CCI APPROVES COMBINATIONS IN THE CEMENT SECTOR

The CCI, vide two separate orders dated 20 December 2024 and 04 March 2025, approved the acquisition of majority stake in India Cements by Ultratech (India Cements Acquisition), and the acquisition of 46.80% stake of Orient Cement by Ambuja Cement (Orient Cement Acquisition).

While delineating the geographical market, the CCI, basis the previous decisional practice, reiterated that cement being a bulk commodity with significant transportation cost, is generally consumed in proximity to the the production cluster. Thus, geographical markets ought to be basis the logistical viability and actual dispatch patterns.

With regards to the India Cement Acquisition, CCI prima facie found that it may lead to appreciable adverse effect in certain markets comprising Andhra Pradesh, Telangana, Tamil Nadu, and Karnataka. A show cause notice and oral hearing followed.

On further examination, the CCI noted that its primary concern lay in the fact that cement industry is prone to cartelization and had a history of cartelization as well having been fined on multiple occasions in the past, and the transaction may lead to more collusion amongst the players.

However, the CCI also took note of the auctioning of ten limestone mines which would open up market capacity by 20 MTPA, as well as the weak financial position and low-capacity utilisation of India Cements.

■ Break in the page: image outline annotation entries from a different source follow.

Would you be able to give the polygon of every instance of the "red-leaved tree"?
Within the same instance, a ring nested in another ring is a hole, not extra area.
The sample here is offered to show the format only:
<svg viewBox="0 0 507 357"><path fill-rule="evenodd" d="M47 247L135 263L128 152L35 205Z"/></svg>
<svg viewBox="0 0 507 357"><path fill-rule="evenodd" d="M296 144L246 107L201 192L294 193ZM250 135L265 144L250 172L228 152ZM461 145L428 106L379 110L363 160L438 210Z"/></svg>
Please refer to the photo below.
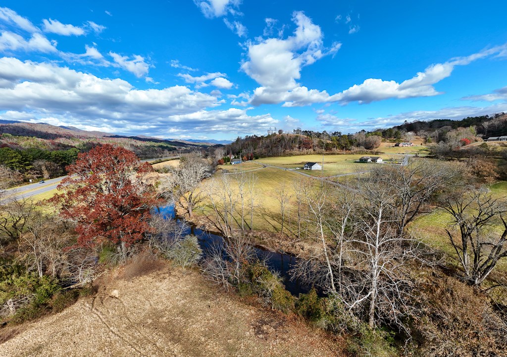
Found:
<svg viewBox="0 0 507 357"><path fill-rule="evenodd" d="M77 223L78 244L116 244L124 253L150 231L150 208L157 204L155 188L146 182L153 169L135 154L110 145L80 154L67 167L68 177L52 200L60 214Z"/></svg>

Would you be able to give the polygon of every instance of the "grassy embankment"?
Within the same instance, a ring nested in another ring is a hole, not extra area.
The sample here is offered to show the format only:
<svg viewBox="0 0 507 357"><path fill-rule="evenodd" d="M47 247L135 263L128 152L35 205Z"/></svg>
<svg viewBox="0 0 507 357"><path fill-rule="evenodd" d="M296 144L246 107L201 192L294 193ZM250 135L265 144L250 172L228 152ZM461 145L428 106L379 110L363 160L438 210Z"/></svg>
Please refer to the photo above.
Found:
<svg viewBox="0 0 507 357"><path fill-rule="evenodd" d="M507 181L494 184L490 185L489 188L496 198L507 196ZM436 209L433 212L417 218L410 225L409 229L426 244L445 252L449 257L450 262L457 264L457 262L454 259L456 252L449 241L445 231L446 229L448 229L452 233L459 234L455 228L450 226L451 221L450 215L441 209ZM503 226L497 225L492 228L491 232L497 235L501 234L503 230ZM497 267L502 271L507 271L507 262L500 262Z"/></svg>

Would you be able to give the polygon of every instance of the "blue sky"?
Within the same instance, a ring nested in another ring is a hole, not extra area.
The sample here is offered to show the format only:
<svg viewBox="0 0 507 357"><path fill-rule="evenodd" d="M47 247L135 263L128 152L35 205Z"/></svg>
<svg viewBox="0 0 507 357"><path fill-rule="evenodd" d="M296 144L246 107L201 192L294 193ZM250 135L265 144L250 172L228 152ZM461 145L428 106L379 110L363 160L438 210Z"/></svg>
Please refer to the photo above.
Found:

The CCI noted that the proposed combination is critical for India Cement continued viability. Combined with the entry of players such as Adani and JSW the Commission concluded that this would address its potential concerns. 

In relation to the Orient Cement Acquisition, the CCI, basis the dynamics of location of cement production cluster and dispatch patterns noted that the geographical market ought to comprise of Andhra Pradesh, Telangana, Karnataka, Gujarat and Maharashtra.

However, the combined market share of the partes was 15-20%, with an incremental market share of less than 5%. Other major players were also present such as Ultratech, JSW, and Dalmia. Thus, the CCI concluded that the transaction is not likely to change the competition dynamics.

KKR GETS CCI NOD FOR CONTROLLING STAKE IN HGEL

CCI vide Order dated 01 May 2025 approved the proposed combination involving the acquisition of 54% diluted voting share capital and sole control over HealthCare Global Enterprises Limited (HGEL/Target), a publicly listed company, operating multi-specialty hospitals, cancer care centres, and diagnostic facilities across India.

The Commission assessed potential overlaps and relationships between the Target and KKR's portfolio companies, and found that HGEL's operations overlapped with Baby Memorial Hospital, in the provision of Quaternary Care Segment (liver, kidney, and bone marrow transplant services) and telemedical consultation services. However, the combined market shares in these segments were minimal (0-5% or 5-10% for bone marrow transplants), with negligible incremental impact and significant competition from other players.

Vertically, KKR's portfolio companies, J.B. Chemicals & Pharmaceuticals and Healthium Medtech, supplied pharmaceutical products and medical devices to HGEL, but their market shares were insignificant, posing no foreclosure risks.

Finally, the CCI found an ancillary relationship existed with Shri Ram General Insurance (another KKR portfolio company) in health insurance, However, due to the presence of other market players, competition concerns did not arise.

Consequently, CCI unconditionally approved the combination.

The content of this article is intended to provide a general guide to the subject matter. Specialist advice should be sought about your specific circumstances.